A l’instar des autres localités du Nord, Kong est confronté à un sérieux problème d’insécurité. Les coupeurs de route et autres malfrats y règnent en maîtres. Il ne se passe de jour sans que des attaques ne soient signalées sur les routes et les pistes villageoises. Des coupeurs de route n’hésitent à pas à opérer en pleine journée avec des armes de guerre. Semant ainsi la terreur au sein d’une population essentiellement paysanne. Ce qui fait dire à bon nombre de personnes que les malfrats sont pour la plupart des jeunes ex-combattants, originaires de la région. Une assertion que confirme, d’ailleurs, Vassiriki Traoré, le préfet de département de Ferké. «80% des coupeurs de routes sont des ex-combattants. Ce sont des jeunes de la région. Nous avons plus de 400 jeunes démobilisés non encore réinsérés», révèle l’administrateur. Ce dernier estime que, seule «leur réinsertion» mettra fin à l’insécurité dans la zone. «Il faut très vite réinsérer ces jeunes gens pendant qu’il est encore temps. Des gens qui se sont familiarisés au maniement des armes, après les avoir démobilisés, il faut aussitôt les occuper», prévient-il. Une position partagée par Daniel Ouattara, Coordonnateur national du PNRRC, structure en charge de la réinsertion des ex-combattants. Il explique que sa structure est freinée dans sa mission par le manque de moyens financiers. «Nous avons un nombre important de jeunes encore à réinsérer, mais nous n’avons pas les moyens conséquents pour accomplir cette tâche. La réinsertion ne doit pas trainer car seule une réinsertion réussie va ramener une sécurité totale sur toute l’étendue du territoire», ajoute-t-il. Pour lui, il faut mettre fin au discours et passer aux actes: «C’est sur le terrain que ça se passe. Nous au PNRRC, c’est ce que nous faisons.
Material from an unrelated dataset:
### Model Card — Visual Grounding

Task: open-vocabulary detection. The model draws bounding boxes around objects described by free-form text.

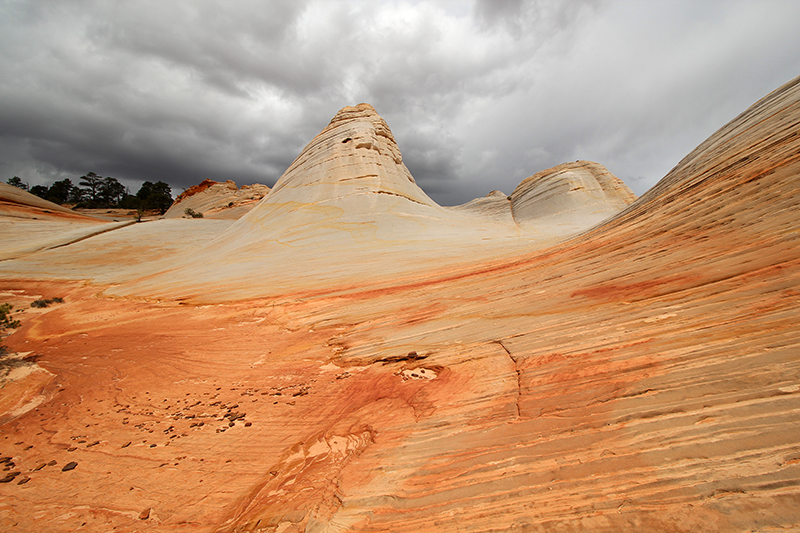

Nous sommes sur le terrain au péril de notre vie pour accomplir notre mission.» Mais en attendant que l’Etat décaisse les fonds nécessaires à l’exécution de cette mission si capitale en cette période post-crise, les ex-combattants reconvertis en bandits de grand chemin font la loi. Sous le regard impuissant des forces républicaines, déployées dans la région et dépourvues de moyens adéquats pour jouer leur rôle régalien. «Souvent, quand ils vous braquent, ils vous disent d’aller dire au président de la République de leur donner leur argent si on veut être en paix», relate un gendarme sous le couvert de l’anonymat.